Source: MMBI Q2 survey, RSM US LLP
The future of private equity work is changing by the day, and innovative practices are needed to drive more lucrative deals.
Here are five lasting changes for private equity firms that will follow COVID-19:
1. People remain your No. 1 asset
Private equity firms already attract the best and brightest in corporate America, including top performers from Fortune 500 companies and elite banking firms. This won’t change. But the methods taken to do so will. Virtual interviews will need to include aptitude tests to measure critical thinking skills, learning ability and problem-solving.
Determining emotional intelligence will be equally important to establishing the type of trust that will be needed to work alongside management teams in a remote setting. LinkedIn, for example, is expanding its curriculum to engage more of its users with soft skills that private equity firms will need.
2. Data is becoming increasingly important
Data handling has the chance to revolutionize deal-making. Without having the benefit of physical access to evaluate company performance, analysts will instead look for alternative data sources to determine the areas of greatest earnings impact.
Alternative data sets will reveal strategic movements within companies and help track when companies are hiring or firing employees, interacting with customers, moving product and other metrics that offer insight into a company’s performance.
Visualizations will be important to affect the conclusions that otherwise were made during in-person meetings. And adult learning has become cheaper and more effective thanks to new technologies such as microlearnings, simulations, virtual coaching and gamifications.
3. As talent disperses, offices fade
Investment managers will stretch for talent outside of their geographic region as the in-office workforce diminishes. Areas like New York, Chicago and San Francisco have long been the hotbeds for finance talent, but that will change as private equity staffs increasingly work outside of concentrated urban neighborhoods. Firms will find that lavish office spaces—used for events like pop-in investor meetings—are overly costly, and the firms will instead opt for remote work options.
RSM’s survey results show that 66% of employers have asked employees to work remotely. Employers will offer home office stipends to accommodate multiple screens, standing desks, printers and scanners. New employee benefits that encourage wellness will be the score that employees look for to encourage more stay-at-home working.

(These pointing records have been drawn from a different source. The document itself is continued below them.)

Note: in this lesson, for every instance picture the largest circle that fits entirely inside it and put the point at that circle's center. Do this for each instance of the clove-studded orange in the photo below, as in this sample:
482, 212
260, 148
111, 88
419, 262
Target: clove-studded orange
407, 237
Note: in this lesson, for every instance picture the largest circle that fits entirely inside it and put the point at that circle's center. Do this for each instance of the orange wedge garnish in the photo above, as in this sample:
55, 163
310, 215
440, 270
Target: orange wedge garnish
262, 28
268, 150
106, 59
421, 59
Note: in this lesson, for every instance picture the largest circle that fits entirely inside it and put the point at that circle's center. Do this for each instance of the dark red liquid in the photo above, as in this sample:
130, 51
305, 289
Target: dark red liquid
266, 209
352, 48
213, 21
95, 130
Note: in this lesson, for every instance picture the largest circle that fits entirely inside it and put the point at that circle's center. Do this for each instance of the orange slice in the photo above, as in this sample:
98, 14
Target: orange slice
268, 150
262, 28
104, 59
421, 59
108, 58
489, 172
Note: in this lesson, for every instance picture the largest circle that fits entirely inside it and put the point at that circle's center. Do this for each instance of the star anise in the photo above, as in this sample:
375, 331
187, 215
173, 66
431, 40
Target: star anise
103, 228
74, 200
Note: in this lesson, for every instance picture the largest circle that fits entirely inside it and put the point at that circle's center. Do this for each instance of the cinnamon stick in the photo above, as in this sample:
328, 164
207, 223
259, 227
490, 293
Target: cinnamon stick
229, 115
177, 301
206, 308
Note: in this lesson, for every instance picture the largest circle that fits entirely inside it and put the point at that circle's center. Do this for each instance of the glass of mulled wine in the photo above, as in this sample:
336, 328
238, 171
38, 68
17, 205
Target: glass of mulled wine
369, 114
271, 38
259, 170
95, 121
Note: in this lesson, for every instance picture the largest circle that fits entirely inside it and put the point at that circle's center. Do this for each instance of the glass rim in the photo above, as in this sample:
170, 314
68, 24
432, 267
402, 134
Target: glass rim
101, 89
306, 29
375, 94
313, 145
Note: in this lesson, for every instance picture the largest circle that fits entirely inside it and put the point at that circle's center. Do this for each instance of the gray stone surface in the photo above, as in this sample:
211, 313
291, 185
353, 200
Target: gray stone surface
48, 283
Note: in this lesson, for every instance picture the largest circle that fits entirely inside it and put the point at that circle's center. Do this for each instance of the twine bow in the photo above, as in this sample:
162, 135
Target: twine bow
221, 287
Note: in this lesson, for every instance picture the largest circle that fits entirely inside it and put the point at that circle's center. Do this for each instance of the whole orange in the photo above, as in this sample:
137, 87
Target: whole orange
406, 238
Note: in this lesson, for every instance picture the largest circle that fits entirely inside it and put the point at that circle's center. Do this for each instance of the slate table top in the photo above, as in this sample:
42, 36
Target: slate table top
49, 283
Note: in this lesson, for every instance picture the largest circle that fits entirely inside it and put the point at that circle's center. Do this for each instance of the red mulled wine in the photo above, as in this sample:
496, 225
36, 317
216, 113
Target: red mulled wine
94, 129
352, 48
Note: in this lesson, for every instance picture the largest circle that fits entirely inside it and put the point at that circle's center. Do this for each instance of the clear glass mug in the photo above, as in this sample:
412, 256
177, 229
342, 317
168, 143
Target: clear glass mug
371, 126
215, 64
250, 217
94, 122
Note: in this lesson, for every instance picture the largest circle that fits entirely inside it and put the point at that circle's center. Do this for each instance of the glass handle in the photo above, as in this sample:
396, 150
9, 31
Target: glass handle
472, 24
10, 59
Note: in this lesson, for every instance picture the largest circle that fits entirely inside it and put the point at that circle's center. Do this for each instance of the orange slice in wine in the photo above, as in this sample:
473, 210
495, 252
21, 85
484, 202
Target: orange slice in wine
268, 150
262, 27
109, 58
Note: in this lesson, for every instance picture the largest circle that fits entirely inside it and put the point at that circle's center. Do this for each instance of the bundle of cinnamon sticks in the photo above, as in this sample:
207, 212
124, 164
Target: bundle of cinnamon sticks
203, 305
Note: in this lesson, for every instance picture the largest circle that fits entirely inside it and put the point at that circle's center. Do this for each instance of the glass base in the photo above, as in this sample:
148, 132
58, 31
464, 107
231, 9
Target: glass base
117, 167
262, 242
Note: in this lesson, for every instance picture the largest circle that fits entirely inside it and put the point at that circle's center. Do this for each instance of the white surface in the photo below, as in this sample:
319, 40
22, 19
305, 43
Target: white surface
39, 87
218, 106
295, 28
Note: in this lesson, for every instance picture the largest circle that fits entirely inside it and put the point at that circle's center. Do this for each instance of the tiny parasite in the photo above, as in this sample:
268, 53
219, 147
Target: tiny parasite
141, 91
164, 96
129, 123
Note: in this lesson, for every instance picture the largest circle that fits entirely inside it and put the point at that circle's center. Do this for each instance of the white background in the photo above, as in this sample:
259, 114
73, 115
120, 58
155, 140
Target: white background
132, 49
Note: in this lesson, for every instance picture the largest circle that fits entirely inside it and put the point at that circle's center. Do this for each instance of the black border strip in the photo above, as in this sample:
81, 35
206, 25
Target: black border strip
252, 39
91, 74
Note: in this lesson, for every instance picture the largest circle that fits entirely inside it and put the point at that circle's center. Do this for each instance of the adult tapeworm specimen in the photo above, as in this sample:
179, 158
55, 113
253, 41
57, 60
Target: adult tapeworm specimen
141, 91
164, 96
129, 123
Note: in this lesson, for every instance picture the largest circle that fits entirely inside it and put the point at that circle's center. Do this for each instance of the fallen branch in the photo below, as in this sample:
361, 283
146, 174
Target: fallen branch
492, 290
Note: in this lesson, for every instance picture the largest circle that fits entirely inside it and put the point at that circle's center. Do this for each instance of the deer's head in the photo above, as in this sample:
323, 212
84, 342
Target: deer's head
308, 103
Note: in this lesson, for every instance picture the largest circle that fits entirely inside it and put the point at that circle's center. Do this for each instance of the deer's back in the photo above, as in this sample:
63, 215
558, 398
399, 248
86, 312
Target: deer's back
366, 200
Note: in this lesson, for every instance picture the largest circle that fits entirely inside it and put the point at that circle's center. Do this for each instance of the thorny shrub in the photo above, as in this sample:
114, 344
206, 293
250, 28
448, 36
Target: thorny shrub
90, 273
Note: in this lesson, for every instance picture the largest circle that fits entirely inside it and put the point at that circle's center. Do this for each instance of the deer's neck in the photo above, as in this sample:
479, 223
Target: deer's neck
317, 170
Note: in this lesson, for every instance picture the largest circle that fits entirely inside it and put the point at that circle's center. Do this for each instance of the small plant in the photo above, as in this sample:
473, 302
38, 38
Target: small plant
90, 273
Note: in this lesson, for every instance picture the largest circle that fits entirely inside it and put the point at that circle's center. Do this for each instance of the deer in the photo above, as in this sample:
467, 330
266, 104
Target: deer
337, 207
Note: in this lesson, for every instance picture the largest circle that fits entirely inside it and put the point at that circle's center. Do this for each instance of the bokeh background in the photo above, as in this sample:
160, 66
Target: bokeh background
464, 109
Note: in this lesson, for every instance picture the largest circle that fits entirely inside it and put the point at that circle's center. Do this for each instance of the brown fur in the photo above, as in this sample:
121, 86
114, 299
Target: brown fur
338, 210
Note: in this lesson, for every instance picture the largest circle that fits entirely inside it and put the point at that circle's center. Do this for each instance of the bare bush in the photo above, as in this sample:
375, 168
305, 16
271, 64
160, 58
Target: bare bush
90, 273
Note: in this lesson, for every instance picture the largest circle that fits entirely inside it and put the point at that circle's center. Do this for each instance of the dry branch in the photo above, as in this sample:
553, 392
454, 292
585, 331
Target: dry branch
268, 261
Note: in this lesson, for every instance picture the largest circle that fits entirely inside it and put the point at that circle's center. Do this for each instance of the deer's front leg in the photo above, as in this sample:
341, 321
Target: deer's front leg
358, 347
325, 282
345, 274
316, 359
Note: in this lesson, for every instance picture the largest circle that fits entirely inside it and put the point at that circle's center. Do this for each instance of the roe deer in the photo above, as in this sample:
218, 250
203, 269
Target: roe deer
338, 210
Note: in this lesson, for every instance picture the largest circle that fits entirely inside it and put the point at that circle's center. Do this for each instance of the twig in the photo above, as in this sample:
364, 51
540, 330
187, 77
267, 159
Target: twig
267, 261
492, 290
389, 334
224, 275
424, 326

4. The fluid workweek and gender diversity
Private equity has a culture for competition that is not easily compatible with family life. Private equity professionals managing parental responsibilities amid the pandemic have learned to schedule around other commitments. This is difficult and trying—especially as parents manage home schooling—but a positive aspect is that men and women are sharing child care duties more regularly.
One likely result of remote working is that more women may be able to adopt a fluid work schedule while still caring for children. And that may be one additional way for funds to differentiate their strategies as many believe in the benefits of female-run teams for generating alpha.
5. Outsourcing will grow
Limited partner and regulatory requirements for greater transparency are driving the need for substantial investments in technology, which middle market firms aren’t always willing to make. Not all general partners have the ability to make those investments and will instead look to advisers who can.
As the risk of cybersecurity breaches rises, lean private equity firms will focus on the privacy of its front-office deal functions and leave back-office responsibilities to the outside firms. Human resources, fund administration and regulatory compliance will be one less worry for investment managers looking to make deals.
The takeaway
Stay-at-home orders have sidelined nearly all of the private equity industry in the United States. But private equity is filled with bright and sophisticated people. And although the coronavirus has upended deal flow in the near-term, deal-making will go on—it just may look different.